Tony Blair has dominated British politics. Over a dozen years he made the Labour party electable and the Conservative Party unelectable. In 1997 he effectively ended John Major’s political career; at the 2001 election he crushed the able William Hague; and in 2005 forced Michael Howard so far onto the back foot that the respected former Home Secretary struck few telling blows. It has been Blair’s decade; all of politics has pivoted on him.
This domination has changed the language of politics too. Since Churchill, no other Prime Minister has orated with Mr Blair’s fluency and none before him publicly conversed with such style.
With three large majorities, a consequently emasculated Parliament and – for 10 years at least – a largely supine Labour Party, Mr Blair could have done what he wanted.
Yet, his current preoccupation with justifying his legacy suggests that the case doesn’t make itself. His doubts about how he will be remembered are understandable given that every poll shows profound public disenchantment.
Most commentators will attribute the Prime Minister’s failure to fulfil his potential to one policy, one act – the decision to go to war in Iraq. The case is persuasive enough; from a dossier sufficiently dodgy to persuade us of the case for the war to the elusive exit strategy, the Government’s Iraq policy has absorbed the Prime Minister as persistently as it has eroded popular faith in him and all his works. But despite the plausibility of the case made by those who blame Iraq for Blair’s decline, for me, it is far from being the whole story.
To start with, I am not convinced that Labour ever really took to Tony Blair. His Anglo-Catholicism must sit uneasily with a party which was once said to owe as much to Methodism as to Marx, and his increasingly assertive Atlanticism certainly grates with old Labour socialists and EU enthusiasts. His background, manner and meter are, plainly, not of the Labour mould and how galling it must be to Labourites that it is this difference from them which explains his electoral appeal.

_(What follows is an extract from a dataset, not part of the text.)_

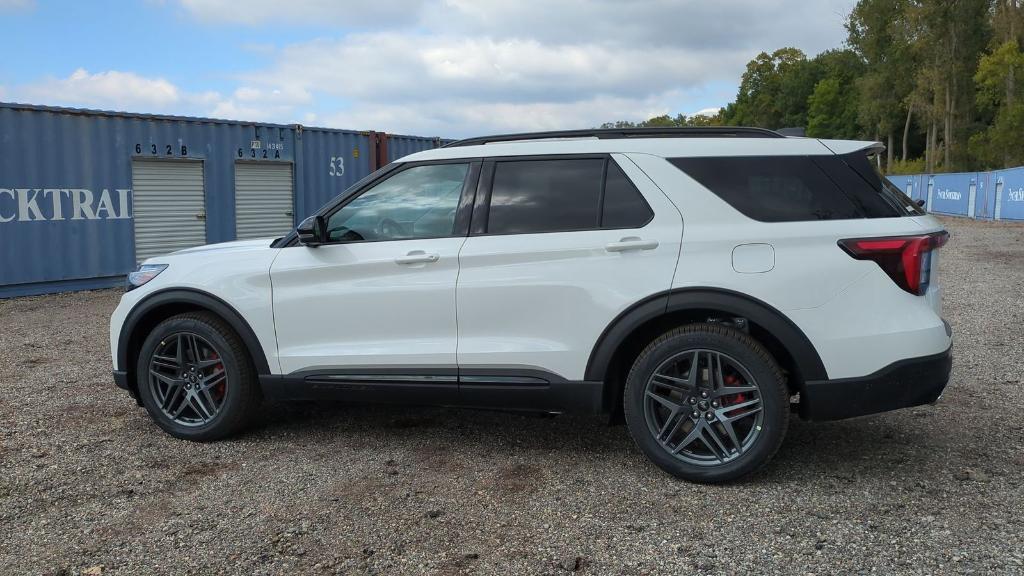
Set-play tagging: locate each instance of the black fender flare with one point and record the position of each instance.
(197, 298)
(735, 303)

Yet, there is still a more fundamental reason for Tony Blair’s fall. In his remarkably defensive resignation speech the PM tacitly admitted that in his beginning was his end. The character of his 1997 victory raised expectations so high (“too high” he said) that they proved impossible to meet. Things don’t only get better; as circumstances change some things worsen. The higher hopes are raised the further they have to fall. Take Mr Blair’s foolish pledge that his administration would be “purer than pure”. Surely he knew that no such government exists this side of the Kingdom of God!
Hype and spin, the defining characteristics of New Labour, of which – by the way – Gordon Brown was joint-architect, sowed the seeds of bitter popular disappointment. As the government made mistakes, the electorate first felt cheated and then angry. And – as Mr Blair said of a different government in 1997 – people know when “enough is enough”.